Mais le beau Florent partit pour une nouvelle cure, et, comme pour commencer une nouvelle vie, la tante Bertha s’acheta un nouveau livre d’office.

Le grand événement dans la vie de la tante Bertha, ça ne fut pas Florent ni le docteur ni Philippe, ce fut le changement de curé. Jamais elle ne sentit pareille angoisse. Trois jours, à la maison, ce fut une exilée. Philippe songeait aux régions envahies qui craignent la déportation. La tante était comme sur le quai de la gare, assise sur ses valises. Allait-elle déménager, suivre l’autre curé ?

Le nouveau lui sourit. Tout de suite, il lui demanda un petit service, et la tante Bertha déboucla sa malle : elle pouvait rester, le bonheur l’attendait encore.
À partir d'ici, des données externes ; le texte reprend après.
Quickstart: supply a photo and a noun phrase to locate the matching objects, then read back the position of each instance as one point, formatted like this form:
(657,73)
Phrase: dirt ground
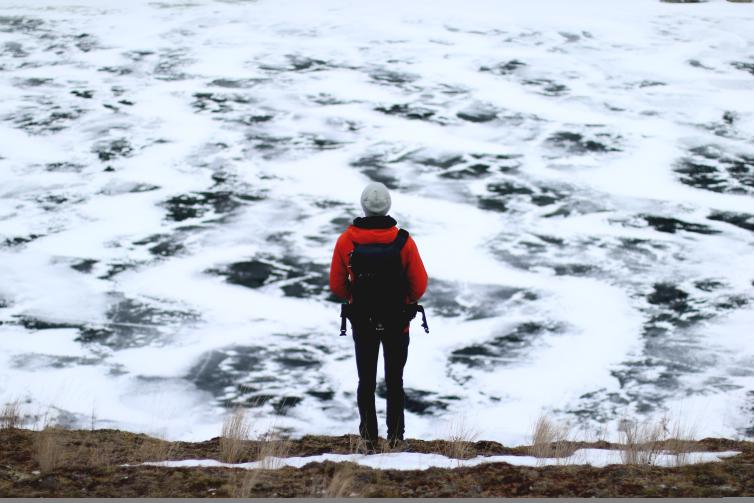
(65,463)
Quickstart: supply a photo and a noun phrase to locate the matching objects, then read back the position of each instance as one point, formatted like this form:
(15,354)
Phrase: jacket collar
(374,222)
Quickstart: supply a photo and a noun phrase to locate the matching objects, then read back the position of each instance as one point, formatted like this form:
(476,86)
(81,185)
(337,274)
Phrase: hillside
(107,463)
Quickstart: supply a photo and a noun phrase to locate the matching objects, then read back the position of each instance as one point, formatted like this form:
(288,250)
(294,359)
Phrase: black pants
(395,353)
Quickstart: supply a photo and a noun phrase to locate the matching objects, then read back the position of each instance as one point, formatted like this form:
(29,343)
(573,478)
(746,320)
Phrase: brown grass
(270,448)
(342,483)
(10,415)
(234,436)
(154,449)
(550,440)
(460,440)
(48,450)
(642,442)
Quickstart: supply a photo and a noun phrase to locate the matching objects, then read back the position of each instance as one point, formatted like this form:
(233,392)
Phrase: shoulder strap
(401,239)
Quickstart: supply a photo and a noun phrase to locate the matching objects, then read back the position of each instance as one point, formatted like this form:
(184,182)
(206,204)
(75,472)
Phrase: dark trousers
(395,352)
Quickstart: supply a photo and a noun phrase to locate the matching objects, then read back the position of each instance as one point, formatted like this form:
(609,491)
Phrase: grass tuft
(460,440)
(48,450)
(550,440)
(10,415)
(234,436)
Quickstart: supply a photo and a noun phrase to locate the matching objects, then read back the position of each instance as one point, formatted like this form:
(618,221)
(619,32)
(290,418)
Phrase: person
(377,227)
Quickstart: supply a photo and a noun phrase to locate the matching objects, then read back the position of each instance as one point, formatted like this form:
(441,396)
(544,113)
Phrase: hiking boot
(368,447)
(396,444)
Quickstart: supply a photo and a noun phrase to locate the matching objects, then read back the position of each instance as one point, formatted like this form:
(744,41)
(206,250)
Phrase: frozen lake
(579,180)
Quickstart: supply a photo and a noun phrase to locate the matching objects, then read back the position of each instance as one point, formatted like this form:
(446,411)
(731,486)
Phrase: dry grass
(270,448)
(48,450)
(234,436)
(10,415)
(550,440)
(680,442)
(342,483)
(644,442)
(154,449)
(460,440)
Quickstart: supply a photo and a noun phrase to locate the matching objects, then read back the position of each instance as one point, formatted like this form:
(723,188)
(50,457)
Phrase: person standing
(377,268)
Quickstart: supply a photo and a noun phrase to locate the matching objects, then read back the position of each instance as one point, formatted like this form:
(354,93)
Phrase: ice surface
(578,177)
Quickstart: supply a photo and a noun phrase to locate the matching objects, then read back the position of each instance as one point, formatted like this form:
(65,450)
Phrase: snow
(419,461)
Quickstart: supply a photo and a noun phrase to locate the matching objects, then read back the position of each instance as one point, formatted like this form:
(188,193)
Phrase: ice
(554,162)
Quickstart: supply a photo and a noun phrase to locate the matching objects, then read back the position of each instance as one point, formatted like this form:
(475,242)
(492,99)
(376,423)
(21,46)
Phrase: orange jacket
(375,229)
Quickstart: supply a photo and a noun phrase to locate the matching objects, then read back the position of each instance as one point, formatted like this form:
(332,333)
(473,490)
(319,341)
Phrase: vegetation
(108,463)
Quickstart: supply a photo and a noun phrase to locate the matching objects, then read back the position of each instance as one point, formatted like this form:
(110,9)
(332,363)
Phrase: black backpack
(379,287)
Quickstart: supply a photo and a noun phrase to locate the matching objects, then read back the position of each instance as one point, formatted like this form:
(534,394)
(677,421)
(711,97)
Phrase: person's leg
(395,353)
(367,345)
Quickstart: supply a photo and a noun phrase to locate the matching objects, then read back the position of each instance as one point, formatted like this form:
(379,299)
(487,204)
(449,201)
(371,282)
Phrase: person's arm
(415,272)
(339,269)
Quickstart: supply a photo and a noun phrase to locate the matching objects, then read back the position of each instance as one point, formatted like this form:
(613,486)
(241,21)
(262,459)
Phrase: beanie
(375,200)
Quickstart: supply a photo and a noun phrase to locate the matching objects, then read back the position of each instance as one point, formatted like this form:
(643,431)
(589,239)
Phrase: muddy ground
(65,463)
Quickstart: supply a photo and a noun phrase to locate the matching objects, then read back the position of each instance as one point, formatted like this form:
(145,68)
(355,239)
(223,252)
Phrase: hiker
(378,270)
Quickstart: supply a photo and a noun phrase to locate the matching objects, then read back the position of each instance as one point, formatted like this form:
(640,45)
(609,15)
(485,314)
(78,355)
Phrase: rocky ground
(105,463)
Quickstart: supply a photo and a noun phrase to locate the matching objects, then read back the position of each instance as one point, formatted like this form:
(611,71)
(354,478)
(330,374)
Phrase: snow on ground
(578,177)
(418,461)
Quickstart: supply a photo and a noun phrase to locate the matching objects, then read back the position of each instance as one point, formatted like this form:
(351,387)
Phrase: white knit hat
(375,200)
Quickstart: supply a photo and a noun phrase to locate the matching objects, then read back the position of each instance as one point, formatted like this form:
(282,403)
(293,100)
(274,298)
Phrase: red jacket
(375,230)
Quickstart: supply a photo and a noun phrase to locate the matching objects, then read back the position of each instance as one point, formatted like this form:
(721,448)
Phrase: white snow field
(578,177)
(419,461)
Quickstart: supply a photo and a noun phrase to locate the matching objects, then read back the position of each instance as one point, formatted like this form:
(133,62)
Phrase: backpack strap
(400,240)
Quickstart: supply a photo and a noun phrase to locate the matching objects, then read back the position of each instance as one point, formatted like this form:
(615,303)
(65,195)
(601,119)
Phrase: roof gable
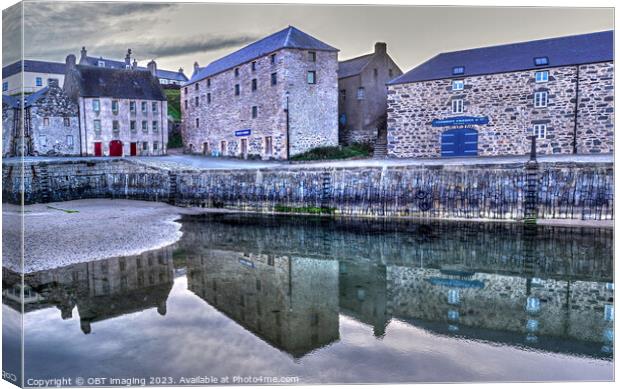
(289,38)
(120,83)
(562,51)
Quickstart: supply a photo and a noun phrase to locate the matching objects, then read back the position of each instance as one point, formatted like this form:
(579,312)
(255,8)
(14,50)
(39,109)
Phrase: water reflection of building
(100,289)
(292,303)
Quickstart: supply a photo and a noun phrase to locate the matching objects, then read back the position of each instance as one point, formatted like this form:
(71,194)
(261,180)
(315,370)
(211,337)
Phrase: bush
(356,150)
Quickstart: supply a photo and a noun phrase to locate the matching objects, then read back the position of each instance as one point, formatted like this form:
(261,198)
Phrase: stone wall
(312,107)
(507,99)
(565,190)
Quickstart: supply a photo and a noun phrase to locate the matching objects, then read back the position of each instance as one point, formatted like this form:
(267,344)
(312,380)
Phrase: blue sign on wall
(460,121)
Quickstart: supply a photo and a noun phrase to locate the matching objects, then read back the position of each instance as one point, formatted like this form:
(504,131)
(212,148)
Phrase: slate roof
(562,51)
(114,64)
(289,38)
(33,66)
(353,66)
(95,81)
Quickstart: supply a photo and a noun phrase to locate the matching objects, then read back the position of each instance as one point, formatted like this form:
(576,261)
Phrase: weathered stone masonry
(507,99)
(565,190)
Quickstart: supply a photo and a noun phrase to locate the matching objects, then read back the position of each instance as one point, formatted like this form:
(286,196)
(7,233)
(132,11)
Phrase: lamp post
(288,147)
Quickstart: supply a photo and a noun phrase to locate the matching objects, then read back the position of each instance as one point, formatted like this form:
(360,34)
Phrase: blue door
(460,142)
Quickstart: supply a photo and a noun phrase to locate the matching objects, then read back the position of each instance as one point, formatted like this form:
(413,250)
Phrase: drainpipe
(576,116)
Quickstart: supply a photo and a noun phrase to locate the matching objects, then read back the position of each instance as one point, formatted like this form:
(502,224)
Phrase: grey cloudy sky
(177,34)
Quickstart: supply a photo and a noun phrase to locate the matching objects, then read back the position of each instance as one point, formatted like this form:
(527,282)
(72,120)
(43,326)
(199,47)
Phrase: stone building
(122,111)
(29,76)
(51,125)
(274,98)
(165,77)
(362,101)
(489,101)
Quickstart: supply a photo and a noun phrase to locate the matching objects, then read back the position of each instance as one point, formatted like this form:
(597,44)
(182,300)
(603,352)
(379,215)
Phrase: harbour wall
(561,190)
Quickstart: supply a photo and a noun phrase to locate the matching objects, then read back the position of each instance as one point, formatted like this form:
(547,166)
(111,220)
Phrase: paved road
(200,162)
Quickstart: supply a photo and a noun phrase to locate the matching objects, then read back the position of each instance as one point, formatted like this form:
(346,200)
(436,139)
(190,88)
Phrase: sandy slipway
(64,233)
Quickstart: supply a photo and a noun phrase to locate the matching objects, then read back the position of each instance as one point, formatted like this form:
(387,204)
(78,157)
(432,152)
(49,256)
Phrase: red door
(116,148)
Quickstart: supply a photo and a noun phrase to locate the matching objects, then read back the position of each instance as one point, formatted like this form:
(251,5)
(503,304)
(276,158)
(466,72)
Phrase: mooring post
(530,206)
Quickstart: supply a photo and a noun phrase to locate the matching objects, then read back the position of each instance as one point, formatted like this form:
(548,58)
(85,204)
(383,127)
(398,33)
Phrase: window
(361,93)
(540,131)
(311,77)
(457,106)
(540,99)
(542,76)
(458,70)
(541,61)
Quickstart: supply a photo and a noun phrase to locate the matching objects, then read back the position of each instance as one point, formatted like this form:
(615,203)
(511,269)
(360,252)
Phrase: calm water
(328,301)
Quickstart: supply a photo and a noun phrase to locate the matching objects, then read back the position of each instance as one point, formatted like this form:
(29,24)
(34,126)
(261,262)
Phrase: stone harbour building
(122,111)
(489,101)
(274,98)
(362,101)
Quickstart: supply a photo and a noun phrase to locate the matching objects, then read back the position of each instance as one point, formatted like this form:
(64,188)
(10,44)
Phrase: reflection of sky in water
(193,338)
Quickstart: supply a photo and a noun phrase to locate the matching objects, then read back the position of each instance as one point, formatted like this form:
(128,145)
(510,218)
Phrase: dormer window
(541,61)
(458,70)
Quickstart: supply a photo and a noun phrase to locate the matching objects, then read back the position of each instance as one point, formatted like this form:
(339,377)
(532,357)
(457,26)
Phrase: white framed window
(457,106)
(542,76)
(540,131)
(541,99)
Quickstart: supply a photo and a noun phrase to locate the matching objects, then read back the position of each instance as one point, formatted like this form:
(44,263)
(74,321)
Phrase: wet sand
(63,233)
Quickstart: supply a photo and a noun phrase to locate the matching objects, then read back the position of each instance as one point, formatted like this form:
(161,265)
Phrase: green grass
(174,103)
(312,210)
(356,150)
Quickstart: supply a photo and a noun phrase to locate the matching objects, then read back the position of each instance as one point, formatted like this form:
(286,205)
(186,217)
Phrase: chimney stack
(152,67)
(70,62)
(380,48)
(128,58)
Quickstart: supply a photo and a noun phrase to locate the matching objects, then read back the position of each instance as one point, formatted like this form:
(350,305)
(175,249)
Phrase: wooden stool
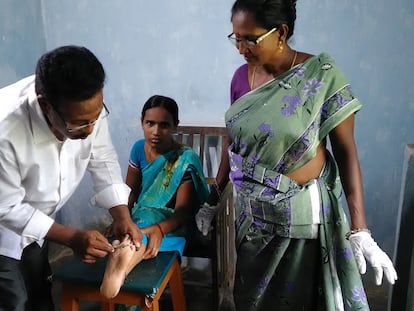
(143,286)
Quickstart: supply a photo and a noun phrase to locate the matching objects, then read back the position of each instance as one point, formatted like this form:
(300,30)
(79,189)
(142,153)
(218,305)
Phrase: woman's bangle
(351,232)
(160,228)
(217,189)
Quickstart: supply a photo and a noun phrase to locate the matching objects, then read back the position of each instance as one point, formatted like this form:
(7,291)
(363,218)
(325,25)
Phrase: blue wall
(21,39)
(179,48)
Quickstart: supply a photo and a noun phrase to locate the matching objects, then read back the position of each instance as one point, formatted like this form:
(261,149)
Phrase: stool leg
(177,288)
(68,302)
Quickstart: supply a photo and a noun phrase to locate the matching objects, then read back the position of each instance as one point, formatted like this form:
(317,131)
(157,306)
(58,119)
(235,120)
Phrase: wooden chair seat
(143,286)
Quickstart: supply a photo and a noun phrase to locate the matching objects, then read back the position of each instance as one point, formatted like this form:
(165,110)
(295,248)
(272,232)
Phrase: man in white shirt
(52,130)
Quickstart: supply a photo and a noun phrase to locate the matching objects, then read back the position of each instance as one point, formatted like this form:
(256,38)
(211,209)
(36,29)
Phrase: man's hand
(90,245)
(364,247)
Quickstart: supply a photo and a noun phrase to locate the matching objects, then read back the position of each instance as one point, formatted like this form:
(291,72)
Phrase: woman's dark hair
(67,74)
(269,13)
(167,103)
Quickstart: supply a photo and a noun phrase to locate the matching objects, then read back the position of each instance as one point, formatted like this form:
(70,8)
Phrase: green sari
(291,248)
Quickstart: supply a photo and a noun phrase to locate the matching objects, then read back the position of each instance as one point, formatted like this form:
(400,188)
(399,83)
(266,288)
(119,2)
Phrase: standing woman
(292,234)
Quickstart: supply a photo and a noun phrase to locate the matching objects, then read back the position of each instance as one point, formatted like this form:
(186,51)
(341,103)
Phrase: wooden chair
(208,142)
(143,286)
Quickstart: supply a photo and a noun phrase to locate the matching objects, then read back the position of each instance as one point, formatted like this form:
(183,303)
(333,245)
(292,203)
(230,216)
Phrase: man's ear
(43,104)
Philippe se demandait ces jours-là ce qui l’attendait. Un soir, avant de se coucher, il avait parcouru des pièces obscures, et, dans son lit, une peur des morts lui était venue, une peur d’enfants, qui n’était pas tout à fait une terreur, mais qui le laissait éveillé. Ensuite il craignait un cauchemar dont il serait trop lent à se réveiller. Philippe, avec son pyjama et ses couvertures, reprenait son âme d’enfant. Il était à peu près guéri, et il lui semblait que l’enfant allait faire la place à un homme. Il savait qu’il surviendrait de l’inattendu. Sa vie allait être changée.

  1. Voir le Mariage blanc d’Armandine.